Towards the two-loop Lcc vertex in Landau gauge

TL;DR

This paper computes a specific two-loop contribution to the Lcc vertex in Yang-Mills theory in position space, revealing scale independence and potential insights into the theory's conformal structure.

Contribution

It presents the first calculation of one of five two-loop contributions to the Lcc vertex in Landau gauge Yang-Mills theory, using position space techniques.

Findings

Result is scale-independent, depending only on ratios of distances.

Expressed in terms of logarithms and Davydychev integral J(1,1,1).

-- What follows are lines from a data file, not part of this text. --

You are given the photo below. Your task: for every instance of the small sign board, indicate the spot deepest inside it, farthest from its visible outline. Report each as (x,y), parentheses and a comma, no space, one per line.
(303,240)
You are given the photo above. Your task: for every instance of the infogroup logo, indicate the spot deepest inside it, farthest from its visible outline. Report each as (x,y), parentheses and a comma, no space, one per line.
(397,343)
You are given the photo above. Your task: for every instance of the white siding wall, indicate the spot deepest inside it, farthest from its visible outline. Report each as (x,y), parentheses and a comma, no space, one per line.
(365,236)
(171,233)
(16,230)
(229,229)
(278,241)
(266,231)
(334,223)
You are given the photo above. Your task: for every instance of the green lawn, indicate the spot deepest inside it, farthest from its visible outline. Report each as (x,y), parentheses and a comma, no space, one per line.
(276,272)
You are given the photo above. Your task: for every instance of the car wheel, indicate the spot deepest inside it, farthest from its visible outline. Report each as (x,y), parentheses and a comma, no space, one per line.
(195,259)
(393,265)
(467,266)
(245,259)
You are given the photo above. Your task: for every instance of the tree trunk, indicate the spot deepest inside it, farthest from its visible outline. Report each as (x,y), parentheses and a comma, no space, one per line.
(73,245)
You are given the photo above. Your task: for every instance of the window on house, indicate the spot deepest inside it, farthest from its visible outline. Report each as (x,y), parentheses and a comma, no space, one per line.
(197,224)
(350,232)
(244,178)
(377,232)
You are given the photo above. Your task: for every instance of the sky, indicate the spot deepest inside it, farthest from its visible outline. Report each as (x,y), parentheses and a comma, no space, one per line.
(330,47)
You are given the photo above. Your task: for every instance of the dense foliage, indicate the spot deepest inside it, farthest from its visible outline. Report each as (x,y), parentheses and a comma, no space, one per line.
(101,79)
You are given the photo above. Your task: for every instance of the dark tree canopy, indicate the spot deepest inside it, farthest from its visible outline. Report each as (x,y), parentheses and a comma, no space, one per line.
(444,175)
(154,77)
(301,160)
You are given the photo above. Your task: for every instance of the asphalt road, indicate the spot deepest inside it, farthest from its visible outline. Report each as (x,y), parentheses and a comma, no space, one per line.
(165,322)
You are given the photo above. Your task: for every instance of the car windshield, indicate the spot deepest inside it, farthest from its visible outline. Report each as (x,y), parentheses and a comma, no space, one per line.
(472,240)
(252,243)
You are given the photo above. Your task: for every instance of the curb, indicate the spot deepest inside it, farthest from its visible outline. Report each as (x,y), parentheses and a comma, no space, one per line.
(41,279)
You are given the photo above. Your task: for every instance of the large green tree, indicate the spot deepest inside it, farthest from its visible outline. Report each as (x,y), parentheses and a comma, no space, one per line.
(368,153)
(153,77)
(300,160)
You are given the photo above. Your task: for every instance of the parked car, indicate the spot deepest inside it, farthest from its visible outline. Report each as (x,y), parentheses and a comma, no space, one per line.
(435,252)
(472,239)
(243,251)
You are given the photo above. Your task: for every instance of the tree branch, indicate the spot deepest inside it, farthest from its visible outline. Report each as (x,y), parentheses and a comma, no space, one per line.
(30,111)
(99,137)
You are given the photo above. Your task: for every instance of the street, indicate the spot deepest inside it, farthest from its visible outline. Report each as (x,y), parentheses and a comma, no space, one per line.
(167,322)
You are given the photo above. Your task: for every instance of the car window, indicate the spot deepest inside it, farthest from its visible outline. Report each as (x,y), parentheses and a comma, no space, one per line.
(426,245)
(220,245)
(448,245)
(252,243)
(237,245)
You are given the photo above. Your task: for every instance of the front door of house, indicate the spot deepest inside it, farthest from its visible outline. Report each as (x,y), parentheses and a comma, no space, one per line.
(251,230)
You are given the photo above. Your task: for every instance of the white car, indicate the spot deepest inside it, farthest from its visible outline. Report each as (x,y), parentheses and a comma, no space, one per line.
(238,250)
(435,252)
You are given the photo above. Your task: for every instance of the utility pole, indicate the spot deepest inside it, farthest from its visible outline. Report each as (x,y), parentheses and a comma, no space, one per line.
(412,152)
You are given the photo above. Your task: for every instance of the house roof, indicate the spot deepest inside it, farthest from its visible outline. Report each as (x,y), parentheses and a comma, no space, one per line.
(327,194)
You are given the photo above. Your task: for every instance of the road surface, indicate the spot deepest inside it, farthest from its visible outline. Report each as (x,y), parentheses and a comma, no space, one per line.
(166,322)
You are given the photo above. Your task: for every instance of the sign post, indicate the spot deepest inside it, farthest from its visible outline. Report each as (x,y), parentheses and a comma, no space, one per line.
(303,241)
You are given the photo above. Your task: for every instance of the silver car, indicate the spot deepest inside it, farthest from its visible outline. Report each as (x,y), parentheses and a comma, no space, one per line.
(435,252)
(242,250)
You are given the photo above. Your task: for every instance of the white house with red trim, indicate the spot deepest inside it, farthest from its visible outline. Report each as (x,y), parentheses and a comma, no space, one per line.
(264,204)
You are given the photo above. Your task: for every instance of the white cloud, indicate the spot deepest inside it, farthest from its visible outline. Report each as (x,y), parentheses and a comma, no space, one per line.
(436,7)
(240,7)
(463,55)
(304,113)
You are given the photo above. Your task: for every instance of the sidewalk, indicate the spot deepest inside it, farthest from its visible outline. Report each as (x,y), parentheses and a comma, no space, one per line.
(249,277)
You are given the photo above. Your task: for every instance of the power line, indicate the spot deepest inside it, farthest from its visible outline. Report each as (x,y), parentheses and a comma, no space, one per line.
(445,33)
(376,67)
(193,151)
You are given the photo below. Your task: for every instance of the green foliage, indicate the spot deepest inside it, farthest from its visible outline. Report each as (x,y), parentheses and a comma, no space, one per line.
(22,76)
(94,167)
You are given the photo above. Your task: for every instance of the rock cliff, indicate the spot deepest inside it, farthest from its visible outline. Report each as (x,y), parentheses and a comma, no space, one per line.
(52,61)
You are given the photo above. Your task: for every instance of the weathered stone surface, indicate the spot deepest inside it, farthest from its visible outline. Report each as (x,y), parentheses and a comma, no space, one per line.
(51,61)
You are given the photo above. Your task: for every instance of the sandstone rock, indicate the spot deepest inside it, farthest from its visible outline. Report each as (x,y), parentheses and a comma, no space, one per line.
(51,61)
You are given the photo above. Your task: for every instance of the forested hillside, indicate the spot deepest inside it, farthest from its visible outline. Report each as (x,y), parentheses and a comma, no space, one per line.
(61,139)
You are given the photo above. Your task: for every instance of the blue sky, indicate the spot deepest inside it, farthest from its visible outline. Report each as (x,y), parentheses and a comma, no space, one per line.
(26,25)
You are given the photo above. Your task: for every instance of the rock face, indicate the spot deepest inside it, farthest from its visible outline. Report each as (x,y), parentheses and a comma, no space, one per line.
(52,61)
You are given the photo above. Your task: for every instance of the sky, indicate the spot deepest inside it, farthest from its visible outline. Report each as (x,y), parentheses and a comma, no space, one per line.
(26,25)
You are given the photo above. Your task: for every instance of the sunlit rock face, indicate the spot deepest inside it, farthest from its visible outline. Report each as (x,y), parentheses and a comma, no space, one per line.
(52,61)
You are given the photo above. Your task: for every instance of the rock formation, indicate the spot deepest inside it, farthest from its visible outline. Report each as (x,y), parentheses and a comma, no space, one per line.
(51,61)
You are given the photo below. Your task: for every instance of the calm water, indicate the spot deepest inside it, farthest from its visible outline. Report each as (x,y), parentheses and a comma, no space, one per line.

Utilizes Gegenbauer polynomial and uniqueness methods.

Abstract

We are interested in the structure of the Lcc vertex in the Yang-Mills theory, where c is the ghost field and L the corresponding BRST auxiliary field. This vertex can give us information on other vertices, and the possible conformal structure of the theory should be reflected in the structure of this vertex. There are five two-loop contributions to the Lcc vertex in the Yang-Mills theory. We present here calculation of the first of the five contributions. The calculation has been performed in the position space. One main feature of the result is that it does not depend on any scale, ultraviolet or infrared. The result is expressed in terms of logarithms and Davydychev integral J(1,1,1) that are functions of the ratios of the intervals between points of effective fields in the position space. To perform the calculation we apply Gegenbauer polynomial technique and uniqueness method.